Chérubin arrives, greeting the men, kissing the hands of the women, and secretly slipping a love letter to the Countess. When the guests leave to celebrate, Chérubin tells the Philosopher that he is in love with both L'Ensoleillad and the Countess. Suddenly, the Count storms in and threatens to kill Chérubin because he just discovered the secret love letter from the page to the Countess. Nina saves the page's life when she is able to recite all the verses of the love letter and claims that it was really written to her. Stupefied but calmed down, the Count apologizes to the Countess and they return to the banquet. The Philosopher remains to hear Chérubin proclaim once again that he loves both L'Ensoleillad and the Countess.

===Act 2===
At an inn not far from the Count's castle, arriving travelers argue with the Innkeeper about securing rooms for the night, complaining about the low quality of the facilities. Even the Countess and the Baroness are not happy with what they have received.
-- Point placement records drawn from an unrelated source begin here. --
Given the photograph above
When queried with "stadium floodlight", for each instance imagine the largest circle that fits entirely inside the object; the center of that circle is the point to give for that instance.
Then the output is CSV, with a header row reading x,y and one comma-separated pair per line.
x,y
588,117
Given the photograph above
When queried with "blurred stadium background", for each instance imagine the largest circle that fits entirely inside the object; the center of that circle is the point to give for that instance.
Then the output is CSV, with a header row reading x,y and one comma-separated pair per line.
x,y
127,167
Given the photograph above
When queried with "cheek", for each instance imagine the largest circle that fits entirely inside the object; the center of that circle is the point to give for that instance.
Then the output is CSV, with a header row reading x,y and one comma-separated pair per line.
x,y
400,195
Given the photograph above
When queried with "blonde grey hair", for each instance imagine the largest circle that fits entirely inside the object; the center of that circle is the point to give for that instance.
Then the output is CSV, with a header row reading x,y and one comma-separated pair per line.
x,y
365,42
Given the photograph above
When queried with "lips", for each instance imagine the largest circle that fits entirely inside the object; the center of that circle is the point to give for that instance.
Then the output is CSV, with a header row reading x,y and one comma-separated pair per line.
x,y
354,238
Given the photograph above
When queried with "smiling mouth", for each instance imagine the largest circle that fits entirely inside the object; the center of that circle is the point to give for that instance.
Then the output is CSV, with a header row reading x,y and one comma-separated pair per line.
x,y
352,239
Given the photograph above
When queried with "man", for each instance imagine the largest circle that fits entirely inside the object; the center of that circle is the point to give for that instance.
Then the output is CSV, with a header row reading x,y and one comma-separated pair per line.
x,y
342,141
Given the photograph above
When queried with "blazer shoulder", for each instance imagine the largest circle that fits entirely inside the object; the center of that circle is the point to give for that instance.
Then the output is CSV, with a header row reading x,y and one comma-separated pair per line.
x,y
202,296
Soon officers arrive and want to celebrate Chérubin's recent commission. When Chérubin arrives, he flirts with the mistress of Captain Ricardo, and Ricardo challenges Chérubin to a duel. The sudden arrival of L'Ensoleillad postpones the duel, but not for long. Ricardo and Chérubin begin to fight, when the Philosopher intervenes and arranges a truce. The officers leave. Chérubin successfully seduces L'Ensoleillad.

Chérubin stands outside L'Ensoleillad's balcony, which is next to the balconies of the Countess and the Baroness, and serenades her. Each of the three women thinks that Chérubin's song is really addressed to her, and each drops him a keepsake. The Duke, the Count, and the Baron discover that Chérubin is pursuing their wives, and become furious. They come out of hiding and challenge Chérubin to give them satisfaction. Chérubin flees.

===Act 3===
Outside the inn, Chérubin prepares for the three duels awaiting him, and writes his last will. The Philosopher arrives and gives him a practical lesson on different fighting techniques, but is interrupted by the Innkeeper, who is horrified to see the combat. The Countess and the Baroness come from the inn seeking Chérubin, determined to discover whom he was serenading last night. He confesses to them that it was really L'Ensoleillad he was serenading. Satisfied with the explanation, the Count and the Baron then call off their respective duels, but Chérubin finds himself heartbroken when he sees L'Ensoleillad leaving the inn in glory and not even acknowledging him.

Finally, when Nina arrives and tells Chérubin she is going to enter a convent because he doesn't love her as much she loves him, Chérubin realizes the mistakes he has made, and that she is the right woman for him. He convinces her to stay with him because it is she whom he truly loves. The Duke also cancels his duel with Chérubin when the page announces to him and to all his love for Nina.

==Noted arias==
- Act 1 – Chérubin: "Je suis gris!" ("I am drunk!")
- Act 1 – Nina: "Lorsque vous n'aurez rien à faire" ("When you have nothing to do")
- Act 3 – L'Ensoleillad: "Vive amour qui rêve, embrasse, et fuit" ("Long live love that dreams, embraces, and flees")

==Recordings==
- Chérubin, with Frederica von Stade, June Anderson, Samuel Ramey and Dawn Upshaw, conducted by Pinchas Steinberg (RCA 09026-60593-2, 1991). For details, see here.
- Chérubin, with Patrizia Ciofi, Michelle Breedt, Paul Curron conducting Orchestra and Chorus Teatro Lirico di Cagliari, Dynamic 2006 DVD live performance.